What my father meant is that he is bad at waiting. I wondered if impatience is a genetic trait, if it is a dominant or recessive gene, how it would look in one of those Punnett squares we filled out in AP biology, back when I believed school was the most important thing in life; back when I thought a 4.0 GPA meant something; back when I thought I’d surely need to retain some shred of literacy regarding fruit flies and tectonic plates in order to be a semi-successful adult.
Sadly, adult life is less about the facts we memorized in grade school, and more about the people we know, the people we love, the people we work with, and the people we work for.
Patience is a virtue if you know what you’re working toward. Patience is useful on a long flight in the middle seat, when the rotund man next to you starts snoring during an episode of Family Feud. Patience is irrelevant if we’re talking about unanswerable life questions, like where the universe ends, or if it does, or whether lemon pepper or paprika is best suited to season chicken. Patience is a crutch if produced in excess, like acne that sprouts from too oily skin.

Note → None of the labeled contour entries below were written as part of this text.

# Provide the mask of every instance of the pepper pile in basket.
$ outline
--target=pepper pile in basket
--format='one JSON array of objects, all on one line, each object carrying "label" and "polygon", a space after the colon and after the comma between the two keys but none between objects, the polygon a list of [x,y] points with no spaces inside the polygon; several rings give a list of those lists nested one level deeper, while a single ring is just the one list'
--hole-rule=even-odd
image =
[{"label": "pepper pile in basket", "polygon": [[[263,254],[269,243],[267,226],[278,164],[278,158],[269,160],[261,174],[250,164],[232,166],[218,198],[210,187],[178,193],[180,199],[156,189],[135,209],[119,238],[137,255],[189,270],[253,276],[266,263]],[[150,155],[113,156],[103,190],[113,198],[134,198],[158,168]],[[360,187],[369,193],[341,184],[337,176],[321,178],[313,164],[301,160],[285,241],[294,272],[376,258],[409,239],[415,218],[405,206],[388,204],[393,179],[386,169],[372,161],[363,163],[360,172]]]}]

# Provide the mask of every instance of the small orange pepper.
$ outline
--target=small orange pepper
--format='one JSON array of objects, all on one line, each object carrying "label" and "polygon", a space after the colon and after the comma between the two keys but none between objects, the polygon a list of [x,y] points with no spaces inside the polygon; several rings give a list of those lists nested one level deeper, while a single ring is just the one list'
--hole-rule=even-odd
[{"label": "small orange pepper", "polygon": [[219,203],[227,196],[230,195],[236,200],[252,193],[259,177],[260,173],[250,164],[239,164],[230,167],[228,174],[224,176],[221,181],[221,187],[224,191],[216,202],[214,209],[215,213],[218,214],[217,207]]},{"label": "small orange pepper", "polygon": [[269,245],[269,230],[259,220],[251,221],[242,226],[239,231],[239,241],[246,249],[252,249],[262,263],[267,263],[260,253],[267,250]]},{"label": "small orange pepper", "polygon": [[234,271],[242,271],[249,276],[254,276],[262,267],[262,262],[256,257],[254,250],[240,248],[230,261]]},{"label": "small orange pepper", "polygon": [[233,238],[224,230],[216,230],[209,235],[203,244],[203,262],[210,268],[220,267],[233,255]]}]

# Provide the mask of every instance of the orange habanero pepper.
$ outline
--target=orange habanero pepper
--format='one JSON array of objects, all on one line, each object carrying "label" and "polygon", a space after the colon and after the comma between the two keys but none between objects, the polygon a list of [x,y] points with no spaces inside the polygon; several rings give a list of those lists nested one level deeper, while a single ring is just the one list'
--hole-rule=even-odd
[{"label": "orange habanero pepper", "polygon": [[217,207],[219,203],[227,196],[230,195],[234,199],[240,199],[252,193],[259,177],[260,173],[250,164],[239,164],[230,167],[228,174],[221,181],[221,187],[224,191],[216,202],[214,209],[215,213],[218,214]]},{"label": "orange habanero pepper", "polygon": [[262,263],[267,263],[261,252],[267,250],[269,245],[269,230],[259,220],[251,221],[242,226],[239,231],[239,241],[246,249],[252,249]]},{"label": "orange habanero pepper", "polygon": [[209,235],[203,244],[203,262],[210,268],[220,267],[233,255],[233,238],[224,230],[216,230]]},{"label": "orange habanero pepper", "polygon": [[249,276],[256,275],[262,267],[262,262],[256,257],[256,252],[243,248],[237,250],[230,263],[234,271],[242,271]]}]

If we are too patient, we will never rock the boat, never upset the domino that topples the rest, never move from the bottom rung, never declare, “I want to be a writer,” and pursue that dream with every ounce of our being.
Patience is okay, I guess, but it simply doesn’t suit my constitution, doesn’t run in the family, doesn’t seem all that useful for someone like me, the daughter of a bad waiter, the baby determined to be here, now. The woman who is bored by minutiae, who hates cooking and general domesticity, who needs a creative outlet like she needs air, and the freedom to run far and fast just to feel something.
P.S. Read about how patience can "radically" increase your chance of being successful at work, read The Power of Patience by M.J. Ryan, or listen to Guns n' Roses sing Patience.